Regardless of whether you are using traditional or modern water heaters, the water heating system works similarly. The difference is on the source of fuel, such as electric, solar or gas. When you want to understand how the water heaters work you, need to understand its components and their interaction within the system to increase the temperature of water.

The Components of a Water Heater

Both electric and gas heaters have some similar components. These components include the internal anode rod, TRP valve, and the drain valve, dip tube, the fittings, pipes, and the pressure or overflow relief. The water heaters also have an internal tank in an insulating material that can maintain the heated water for a long time. The thermostats are somewhat different in both water heaters. The electric water heater has separate thermostats while the gas water heater is constructed into the gas control valve. The water heaters also have a device that limits overheating and help to circulate heat evenly and a thermocouple that shuts down the gas when there is an emergency.

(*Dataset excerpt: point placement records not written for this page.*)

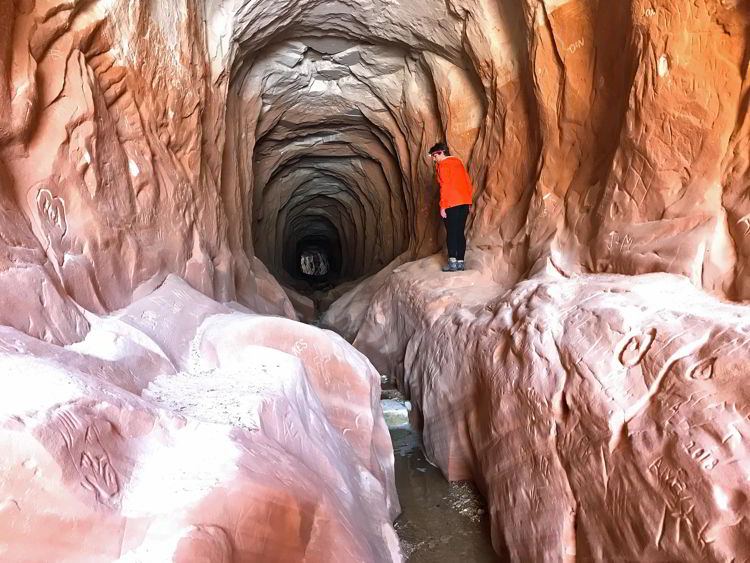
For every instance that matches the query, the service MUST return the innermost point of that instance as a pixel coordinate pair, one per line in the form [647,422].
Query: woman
[455,200]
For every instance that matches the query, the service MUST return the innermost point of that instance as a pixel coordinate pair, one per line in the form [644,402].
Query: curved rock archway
[177,176]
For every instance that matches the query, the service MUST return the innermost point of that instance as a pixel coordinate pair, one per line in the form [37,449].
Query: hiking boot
[452,266]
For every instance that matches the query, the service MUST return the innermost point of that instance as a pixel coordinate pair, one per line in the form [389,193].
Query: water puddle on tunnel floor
[441,522]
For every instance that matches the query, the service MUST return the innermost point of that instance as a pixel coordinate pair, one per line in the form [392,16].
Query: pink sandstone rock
[169,434]
[603,416]
[211,140]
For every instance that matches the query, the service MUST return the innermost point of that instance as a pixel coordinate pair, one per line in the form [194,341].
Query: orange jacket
[455,184]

How Does Water Heaters Works?

When you get down to basics, you will understand the different operations in both the electric and gas water heaters. However, in both models, cold water enters into the dip tube to the tank where it is heated. Here is how each model heater works.

Electric Water Heater

In the electrical water heaters, a thermostat must be mounted on the side of the internal tank so that it could sense when the temperature has decreased below the preset threshold. Here, the thermostat triggers the switch allowing electricity to flow to the element of heating the water. The heating element then submerges into the water in the tank heating it up in a concept where electricity is passed through the resistant material and converting the energy into heat. The thermostat will sense when the water has heated to the preset temperature, and it will shut off the power to the element.

Gas Water Heater

Just like the electric model, the gas water heater also has a thermostat, which is made of a small tube with a mercury sensor. The model also has a special sensor called a thermocouple that helps to sense when the pilot light is burning. In case the pilot light is not working, the thermocouple will allow gas to enter into the burner. The thermostat will send a signal to the gas control valve when the temperature decreases. In such a situation, the gas control valve will work on the signal from the thermostat to indicate there is a pilot light. The valve will open to allow gas to get into the burner to ignite a flame.

The ignited flame heats the bottom of the internal tank to heat the water. Hot water will be rising as cold water sink to create a natural circulation cycle. The heat that rises through the central flue keeps the internal temperature uniform. The thermostat will send a signal to the control valve when the water has reached the required temperature, which instructs the gas to stop flowing again.